My favorite radio show is This American Life; my favorite episode of TAL, of all time, is a segment called "
Modern Jackass." You can listen to it on your own -- it is the opening segment of the July 2005 show linked here. Listen to the whole thing if you want, especially if you have never heard TAL before.
Once you have an understanding of Modern Jackass, you can appreciate the week I just spent trolling through museums unfortunately close to people who visit museums in order to spew jackass at docents.
Come with us to
Fruitlands (I fondly refer to it as the Museum of Failed Utopias). The collections are displayed in a neighborhood of outbuildings on some beautiful property in
Shirley, MA. To protect the collections, a series of Yankee ladies are also installed, and they delight (
delight!) in telling the visitors what they know.

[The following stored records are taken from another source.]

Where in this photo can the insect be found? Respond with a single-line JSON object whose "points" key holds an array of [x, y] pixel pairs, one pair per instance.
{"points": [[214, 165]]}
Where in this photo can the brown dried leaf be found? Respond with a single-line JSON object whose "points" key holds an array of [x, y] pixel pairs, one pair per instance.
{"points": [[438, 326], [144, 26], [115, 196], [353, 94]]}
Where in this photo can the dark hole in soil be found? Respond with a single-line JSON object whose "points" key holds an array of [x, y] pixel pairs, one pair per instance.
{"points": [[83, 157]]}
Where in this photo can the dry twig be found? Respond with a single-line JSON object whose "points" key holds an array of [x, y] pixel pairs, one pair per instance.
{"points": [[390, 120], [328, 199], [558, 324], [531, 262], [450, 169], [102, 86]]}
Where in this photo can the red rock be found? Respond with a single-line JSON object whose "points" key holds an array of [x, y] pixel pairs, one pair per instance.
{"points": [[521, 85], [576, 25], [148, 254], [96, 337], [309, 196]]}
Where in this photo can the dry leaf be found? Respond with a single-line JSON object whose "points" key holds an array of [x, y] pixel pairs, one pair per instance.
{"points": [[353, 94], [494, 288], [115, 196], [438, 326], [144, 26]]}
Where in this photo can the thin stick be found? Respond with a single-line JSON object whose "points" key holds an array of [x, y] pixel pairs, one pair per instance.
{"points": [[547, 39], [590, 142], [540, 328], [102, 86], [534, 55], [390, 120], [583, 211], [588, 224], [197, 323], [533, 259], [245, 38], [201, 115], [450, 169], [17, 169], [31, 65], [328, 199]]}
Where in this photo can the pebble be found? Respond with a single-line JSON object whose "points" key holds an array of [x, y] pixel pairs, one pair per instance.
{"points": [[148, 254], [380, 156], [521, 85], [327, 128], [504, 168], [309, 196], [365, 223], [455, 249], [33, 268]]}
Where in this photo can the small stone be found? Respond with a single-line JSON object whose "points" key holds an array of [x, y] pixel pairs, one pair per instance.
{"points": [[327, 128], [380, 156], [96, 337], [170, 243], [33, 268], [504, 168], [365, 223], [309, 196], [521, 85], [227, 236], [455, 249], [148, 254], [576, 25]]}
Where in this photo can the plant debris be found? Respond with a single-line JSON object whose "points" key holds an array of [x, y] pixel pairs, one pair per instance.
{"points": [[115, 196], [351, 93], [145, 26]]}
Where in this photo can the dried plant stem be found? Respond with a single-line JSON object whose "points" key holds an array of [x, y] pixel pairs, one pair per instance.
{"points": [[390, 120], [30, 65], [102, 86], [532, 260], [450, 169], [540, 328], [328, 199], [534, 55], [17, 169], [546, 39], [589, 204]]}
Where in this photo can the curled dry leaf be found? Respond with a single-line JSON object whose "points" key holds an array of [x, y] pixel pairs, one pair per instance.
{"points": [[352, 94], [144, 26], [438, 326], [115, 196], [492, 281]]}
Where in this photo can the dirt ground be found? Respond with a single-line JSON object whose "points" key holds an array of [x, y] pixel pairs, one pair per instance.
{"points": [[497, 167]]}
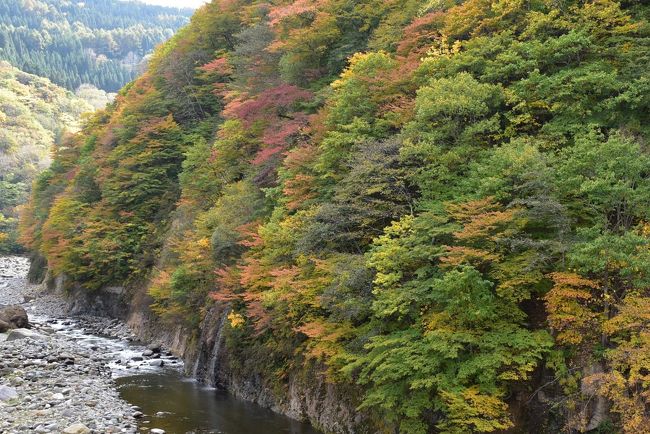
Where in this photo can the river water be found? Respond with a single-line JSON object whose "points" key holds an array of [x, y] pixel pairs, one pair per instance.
{"points": [[171, 401], [180, 405], [168, 400]]}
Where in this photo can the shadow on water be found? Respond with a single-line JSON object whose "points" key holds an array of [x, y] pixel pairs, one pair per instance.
{"points": [[180, 405]]}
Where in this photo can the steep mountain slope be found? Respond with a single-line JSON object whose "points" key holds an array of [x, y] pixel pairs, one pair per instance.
{"points": [[97, 42], [439, 207], [34, 113]]}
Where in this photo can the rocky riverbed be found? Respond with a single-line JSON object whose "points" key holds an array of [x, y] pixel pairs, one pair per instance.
{"points": [[57, 376]]}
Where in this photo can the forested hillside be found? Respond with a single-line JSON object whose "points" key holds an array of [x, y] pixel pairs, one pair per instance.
{"points": [[98, 42], [34, 113], [444, 204]]}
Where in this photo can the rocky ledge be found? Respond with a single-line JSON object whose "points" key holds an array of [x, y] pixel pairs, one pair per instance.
{"points": [[48, 382], [47, 386]]}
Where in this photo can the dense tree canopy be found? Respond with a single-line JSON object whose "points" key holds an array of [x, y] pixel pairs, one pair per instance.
{"points": [[34, 114], [444, 203], [97, 42]]}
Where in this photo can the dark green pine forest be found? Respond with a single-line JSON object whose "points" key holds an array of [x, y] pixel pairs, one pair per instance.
{"points": [[442, 205], [98, 42]]}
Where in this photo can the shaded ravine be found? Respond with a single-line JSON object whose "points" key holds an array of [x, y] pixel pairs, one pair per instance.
{"points": [[151, 381]]}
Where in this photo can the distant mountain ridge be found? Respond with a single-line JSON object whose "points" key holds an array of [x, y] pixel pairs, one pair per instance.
{"points": [[98, 42], [34, 113]]}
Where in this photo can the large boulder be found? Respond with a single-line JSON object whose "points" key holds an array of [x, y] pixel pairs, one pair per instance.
{"points": [[7, 393], [17, 334], [77, 428], [4, 326], [15, 316]]}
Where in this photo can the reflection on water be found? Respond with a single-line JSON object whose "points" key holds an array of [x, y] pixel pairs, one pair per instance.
{"points": [[179, 406]]}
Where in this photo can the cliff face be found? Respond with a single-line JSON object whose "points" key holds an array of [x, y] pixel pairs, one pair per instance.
{"points": [[307, 395], [438, 206]]}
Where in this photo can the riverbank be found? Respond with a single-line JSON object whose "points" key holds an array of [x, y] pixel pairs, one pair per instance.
{"points": [[49, 383]]}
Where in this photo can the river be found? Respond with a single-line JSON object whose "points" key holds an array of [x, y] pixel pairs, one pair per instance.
{"points": [[153, 385]]}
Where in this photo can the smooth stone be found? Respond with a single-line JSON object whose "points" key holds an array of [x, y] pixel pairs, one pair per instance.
{"points": [[77, 428], [17, 334], [15, 316], [7, 393]]}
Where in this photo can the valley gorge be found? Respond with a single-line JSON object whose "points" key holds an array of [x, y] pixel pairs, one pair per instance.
{"points": [[376, 217]]}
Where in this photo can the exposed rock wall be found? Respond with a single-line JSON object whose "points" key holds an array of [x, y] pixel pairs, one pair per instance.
{"points": [[307, 396]]}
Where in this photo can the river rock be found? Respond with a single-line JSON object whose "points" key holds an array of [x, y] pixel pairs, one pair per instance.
{"points": [[4, 326], [17, 334], [7, 393], [15, 316], [77, 428]]}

Unfortunately, so do the visitors.
So let's call this couple David and Randall. I have made the names up entirely. David looks
exactly like this cartoon except his sunglasses are AMBER and have that Centerfielder aerodynamic shape to them. If you are picturing
Ali G, you are almost there. Randall is arm candy, and a foreigner, who is learning America history the Modern Jackass way.
We first encountered them in the Shaker House, where David interrupts our guide several times to demonstrate various ways he does not know the Bible or the basics of christianity. Real transcript:
Sarah the docent: "I just love the man's name:
Shadrach Ireland."
David: Shadrach Abednego?
Sarah: No, Shadrach Ireland
David: What is that from? Shadrach Abednego?
My Sister and I: the Bible. (ok, we sort of italicized it, so "You Ass" could be heard.)
David: Where is that in the Bible?
We:
Daniel. (we refuse to look at him, and just smile at the docent, who has now completely lost her train of thought)
Fast forward through several other asinine moments of David naming other towns in New York he has heard of because he has not heard of Niskayuna. ("Is that near Albany? Utica? Syracuse?")
Sarah begins talking about the Shakers' precept of celibacy, which is easy to understand if you let her explain the life of Ann Lee, but hard to understand if you are saying, "But that's basic Old Testament, be fruitful and multiply. Isn't that what fruitlands was all about?"
No, but thanking you for reading up to Chapter 8.
Later, we could hear him pointing out to his companion, "This is a Shaker chair" and reading him a map of New England. We went over to a computer and blasted some
Shaker music just to drown him out.
They were everywhere we went. It was so drastic my sister ducked into an off-limits room just to escape them. Apparently, some wicker baskets were in danger, based on the way we were shoo'd away.
They were in front of us on the route. Behind us was a larger party -- 2 middle-aged couples and someone's miserable teenage children. One of the couples had recently purchased an old home, and were using this opportunity to find out how one treated wide-plank floors, and what would "authentically" line a chimney. The woman in the other couple recognized someone else on the tour who didn't recognize her, and that was just awkward for everyone. In the art gallery, the man with the floors (who had already smacked his too-tall forehead on the door of the Shaker House) read the name of the paintings and agreed with them, like this: "Mt Lafayette. Yep, yep, that's Lafayette."
I pulled out my "things to do in retirement" list and scratched off "volunteer at museums."